In contrast, Australia’s global peers are more likely to name the need to develop new business models as the top driver of DX (41 per cent), followed by new technologies (40 per cent).
The Australian focus on customer experience (CX) is also evident in other parts of the report. One quarter (25 per cent) identify it as a top strategic priority to become more customer focused (vs. 16 per cent global average), and almost half of Australian executives see customer engagement, acquisition and retention as a major organisational goal (46 per cent Australia vs. 27 per cent global average).
Globally, only a third of companies consider themselves leaders in CX, suggesting that the potential of data and analytics to help with this process has been under-utilised.
“At the centre of digital transformation is data. By failing to unlock the potential of their own data, organisations are struggling to cater to rapidly evolving customer expectations,” said Nathan McGregor, vice president and general manager, Hitachi Data Systems, Australia and New Zealand.
“The research reveals a number of interesting market nuances. Australia and New Zealand are often considered a testbed for new technologies and ideas, and I’m not surprised to see local businesses aiming for leadership position on CX.”

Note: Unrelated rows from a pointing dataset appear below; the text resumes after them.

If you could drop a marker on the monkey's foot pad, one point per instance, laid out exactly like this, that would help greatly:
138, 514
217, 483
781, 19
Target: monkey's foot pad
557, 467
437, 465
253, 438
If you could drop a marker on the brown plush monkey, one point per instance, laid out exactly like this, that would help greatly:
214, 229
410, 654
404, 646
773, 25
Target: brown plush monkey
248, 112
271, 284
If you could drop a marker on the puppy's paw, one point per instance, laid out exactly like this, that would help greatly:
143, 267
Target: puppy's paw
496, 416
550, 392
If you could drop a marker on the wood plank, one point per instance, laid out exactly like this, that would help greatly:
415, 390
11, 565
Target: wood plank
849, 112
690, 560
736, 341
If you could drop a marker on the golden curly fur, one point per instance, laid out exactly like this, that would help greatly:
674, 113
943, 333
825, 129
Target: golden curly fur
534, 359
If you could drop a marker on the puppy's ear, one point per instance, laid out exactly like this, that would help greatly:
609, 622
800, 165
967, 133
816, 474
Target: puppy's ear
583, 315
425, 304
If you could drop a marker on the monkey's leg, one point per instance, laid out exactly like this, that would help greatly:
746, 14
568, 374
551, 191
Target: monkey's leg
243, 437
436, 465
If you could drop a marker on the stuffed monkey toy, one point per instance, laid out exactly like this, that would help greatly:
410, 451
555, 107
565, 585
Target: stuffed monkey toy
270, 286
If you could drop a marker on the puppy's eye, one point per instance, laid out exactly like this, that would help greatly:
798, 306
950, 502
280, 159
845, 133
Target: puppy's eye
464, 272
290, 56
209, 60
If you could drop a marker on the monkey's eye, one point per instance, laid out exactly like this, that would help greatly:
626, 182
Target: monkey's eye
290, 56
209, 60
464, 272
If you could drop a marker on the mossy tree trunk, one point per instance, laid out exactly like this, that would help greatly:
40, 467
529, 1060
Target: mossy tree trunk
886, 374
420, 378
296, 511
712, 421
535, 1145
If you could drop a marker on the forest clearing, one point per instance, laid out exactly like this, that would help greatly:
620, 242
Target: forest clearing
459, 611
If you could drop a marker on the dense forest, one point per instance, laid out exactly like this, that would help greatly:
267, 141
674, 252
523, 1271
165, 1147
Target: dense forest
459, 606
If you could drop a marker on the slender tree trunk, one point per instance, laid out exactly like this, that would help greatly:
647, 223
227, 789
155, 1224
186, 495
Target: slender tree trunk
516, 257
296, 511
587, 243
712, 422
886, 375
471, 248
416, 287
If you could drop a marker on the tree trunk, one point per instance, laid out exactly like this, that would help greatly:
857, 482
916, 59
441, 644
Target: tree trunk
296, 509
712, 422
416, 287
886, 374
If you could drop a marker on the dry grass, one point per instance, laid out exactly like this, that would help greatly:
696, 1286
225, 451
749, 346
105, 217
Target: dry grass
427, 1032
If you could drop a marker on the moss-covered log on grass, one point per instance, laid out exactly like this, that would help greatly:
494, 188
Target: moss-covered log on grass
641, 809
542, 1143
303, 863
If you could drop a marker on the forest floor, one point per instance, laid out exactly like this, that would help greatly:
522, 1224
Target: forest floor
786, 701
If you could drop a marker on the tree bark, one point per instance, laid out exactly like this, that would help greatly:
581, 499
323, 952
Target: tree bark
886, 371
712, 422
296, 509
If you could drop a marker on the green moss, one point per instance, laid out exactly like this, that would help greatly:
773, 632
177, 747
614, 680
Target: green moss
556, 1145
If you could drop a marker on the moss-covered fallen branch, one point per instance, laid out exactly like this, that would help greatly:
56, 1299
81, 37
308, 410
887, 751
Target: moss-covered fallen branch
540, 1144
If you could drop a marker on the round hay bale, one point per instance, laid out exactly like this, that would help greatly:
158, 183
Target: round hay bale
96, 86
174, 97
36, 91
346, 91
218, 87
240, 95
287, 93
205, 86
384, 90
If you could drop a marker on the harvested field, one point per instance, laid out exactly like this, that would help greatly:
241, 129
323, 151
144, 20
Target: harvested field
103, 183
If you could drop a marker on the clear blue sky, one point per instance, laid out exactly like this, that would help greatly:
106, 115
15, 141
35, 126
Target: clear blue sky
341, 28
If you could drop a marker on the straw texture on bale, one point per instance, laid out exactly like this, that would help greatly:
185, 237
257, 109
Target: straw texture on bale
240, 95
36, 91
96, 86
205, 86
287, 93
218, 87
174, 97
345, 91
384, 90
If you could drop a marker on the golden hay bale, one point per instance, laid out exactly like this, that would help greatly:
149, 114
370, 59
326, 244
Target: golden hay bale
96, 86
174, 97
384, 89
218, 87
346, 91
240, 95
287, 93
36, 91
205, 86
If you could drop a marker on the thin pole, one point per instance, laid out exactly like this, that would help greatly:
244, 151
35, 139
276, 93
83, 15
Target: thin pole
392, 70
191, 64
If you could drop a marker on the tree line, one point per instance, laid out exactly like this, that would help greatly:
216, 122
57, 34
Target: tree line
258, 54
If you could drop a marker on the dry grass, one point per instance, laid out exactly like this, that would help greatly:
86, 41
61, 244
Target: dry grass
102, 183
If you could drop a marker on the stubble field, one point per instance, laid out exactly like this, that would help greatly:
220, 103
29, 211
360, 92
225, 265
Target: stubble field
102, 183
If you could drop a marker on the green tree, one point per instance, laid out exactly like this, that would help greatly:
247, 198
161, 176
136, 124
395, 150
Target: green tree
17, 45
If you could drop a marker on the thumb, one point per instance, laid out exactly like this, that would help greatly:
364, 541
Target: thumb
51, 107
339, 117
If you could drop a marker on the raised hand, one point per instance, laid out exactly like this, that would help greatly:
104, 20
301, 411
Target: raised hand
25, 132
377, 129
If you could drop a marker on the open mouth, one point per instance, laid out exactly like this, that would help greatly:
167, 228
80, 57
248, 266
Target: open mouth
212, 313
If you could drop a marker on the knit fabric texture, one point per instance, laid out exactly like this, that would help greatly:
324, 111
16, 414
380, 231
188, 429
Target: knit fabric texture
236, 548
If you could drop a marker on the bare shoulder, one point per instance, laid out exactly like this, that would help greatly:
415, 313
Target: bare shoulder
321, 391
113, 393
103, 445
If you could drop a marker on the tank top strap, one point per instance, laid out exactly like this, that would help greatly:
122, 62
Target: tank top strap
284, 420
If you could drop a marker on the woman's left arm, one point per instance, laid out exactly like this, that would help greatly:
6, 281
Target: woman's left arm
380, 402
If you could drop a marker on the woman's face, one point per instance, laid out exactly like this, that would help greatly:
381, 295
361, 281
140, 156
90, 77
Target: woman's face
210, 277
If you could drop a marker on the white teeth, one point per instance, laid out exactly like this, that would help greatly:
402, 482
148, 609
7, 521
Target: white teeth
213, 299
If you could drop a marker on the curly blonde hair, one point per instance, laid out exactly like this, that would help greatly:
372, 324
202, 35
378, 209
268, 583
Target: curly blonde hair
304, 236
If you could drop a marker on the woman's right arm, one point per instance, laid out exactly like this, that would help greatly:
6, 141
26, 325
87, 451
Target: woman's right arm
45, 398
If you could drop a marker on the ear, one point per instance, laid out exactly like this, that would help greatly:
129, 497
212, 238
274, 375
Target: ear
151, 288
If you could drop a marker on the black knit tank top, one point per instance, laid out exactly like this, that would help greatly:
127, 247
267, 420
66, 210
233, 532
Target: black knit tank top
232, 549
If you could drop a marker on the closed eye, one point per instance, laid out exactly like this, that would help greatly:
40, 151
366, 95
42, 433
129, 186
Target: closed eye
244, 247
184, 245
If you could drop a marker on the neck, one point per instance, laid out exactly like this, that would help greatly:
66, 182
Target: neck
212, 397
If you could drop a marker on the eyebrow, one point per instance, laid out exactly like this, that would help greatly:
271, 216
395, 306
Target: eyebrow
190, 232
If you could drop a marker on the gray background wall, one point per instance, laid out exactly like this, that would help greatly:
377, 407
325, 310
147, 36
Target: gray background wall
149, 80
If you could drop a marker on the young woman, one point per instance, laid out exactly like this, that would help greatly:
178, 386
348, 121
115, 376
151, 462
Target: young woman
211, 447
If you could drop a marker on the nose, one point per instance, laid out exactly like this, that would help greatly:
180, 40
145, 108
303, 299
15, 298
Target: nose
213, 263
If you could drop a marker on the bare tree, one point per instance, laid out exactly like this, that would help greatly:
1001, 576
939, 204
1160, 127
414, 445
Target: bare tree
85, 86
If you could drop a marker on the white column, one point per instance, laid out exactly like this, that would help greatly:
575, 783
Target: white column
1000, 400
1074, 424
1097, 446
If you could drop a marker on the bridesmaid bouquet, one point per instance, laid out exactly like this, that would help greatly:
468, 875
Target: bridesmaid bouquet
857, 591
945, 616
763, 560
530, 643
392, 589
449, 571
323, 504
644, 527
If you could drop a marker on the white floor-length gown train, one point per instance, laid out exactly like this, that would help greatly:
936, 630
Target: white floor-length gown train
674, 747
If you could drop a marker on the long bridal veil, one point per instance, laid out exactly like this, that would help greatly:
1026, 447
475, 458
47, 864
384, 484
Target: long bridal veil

While the research suggests that half of the executives surveyed around the world believe the next two years will be critical for their organisations in order to make the transition to digital transformation, there are issues companies still grapple with and must resolve:
• Untapped potential of data and analytics. While less than half of companies globally (44 per cent) see themselves as advanced or leaders in data and analytics, a vast majority (91 per cent) have already seen revenue increases due to the use of data and analytics.
• An enterprise-wide approach to DX needs to be adopted.
Currently, cross-functional teams are not involved enough in developing (40 per cent) or implementing (35 per cent) strategy, with the bulk of this work done by IT (50 per cent and 54 per cent respectively).
IT is the function considered the most prepared for digital transformation (53 per cent), while other functions lag with just over a third of survey respondents deeming them ready.
• Companies must learn how best to marry technology with human resources. Technology cuts both ways. It is seen as the biggest challenge (29 per cent) and the top contributor to a successful digital transformation (56 per cent).
People are on top of the list when it comes to how to deal with challenges of DX.
New hires come first (57 per cent), followed by internal training (54 per cent).
For technology to contribute, people (defined as talent and capabilities), need to be viewed as contributors to success.
“Digital transformation is now essential for corporate survival,” said Bruce Rogers, chief insights officer at Forbes Media.
“And it’s more about people and culture—about change management—along with investing in the technology.”